I’m both awesome and sucky at being a critic.

Awesome, because I’m good at seeing the flaws and the merits of a given work, and explicating them simply.

Sucky, because I’m a little too good at forgiving the flaws. If I enjoy something enough, I can forgive a lot. I can forgive the egregious plot hole in “Seveneves”, despite the fact that it annoyed the hell out of me for the first 500 or so pages of the book, for example.

I tend to try to view things in the context in which they were created – I don’t judge an Eighties sitcom on its gender role assumptions the way I’d judge one made today; I try to ignore the racism in 19th century (and earlier) novels (with mixed success); and so on. There are a few things I draw the line on, but in general, I have higher expectations of works created closer to the present time or day.

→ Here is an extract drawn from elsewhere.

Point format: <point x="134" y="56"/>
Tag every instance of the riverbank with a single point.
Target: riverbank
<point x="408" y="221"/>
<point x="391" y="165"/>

I also try to judge things not by an objective standard of artistic quality, but instead by the range of their particular form (i.e. I don’t compare a sitcom episode to “Apocalypse Now” or “Macbeth”). I’m quite comfortable with something being a solid but unexceptional example of its kind (yes, “Watchmen” is a better comic than say, “Marvel 1602”, but they both have their charms), which is a useful ability if you watch American sitcoms.

Experience has made me expect more of some creators than others, and so I hold them to higher standards – I expect more of Dan Harmon than Chuck Lorre, or of Kieron Gillen than Dan Slott, or of Jo Walton than Mike Resnick – but than doesn’t stop me from enjoying at least some of the works of all these people. (NB. “The Big Bang Theory” still sucks, but I enjoy “Mom”.)

I like to like things, in short.

(Thank you, Miles Stokes, for that wonderful phrase.)

And that’s going to be with this blog is about from now on. I’ll be writing about things I like and why I like them. Probably with occasional outbreaks of more personal stuff, but mostly just fansquee. Be seeing you.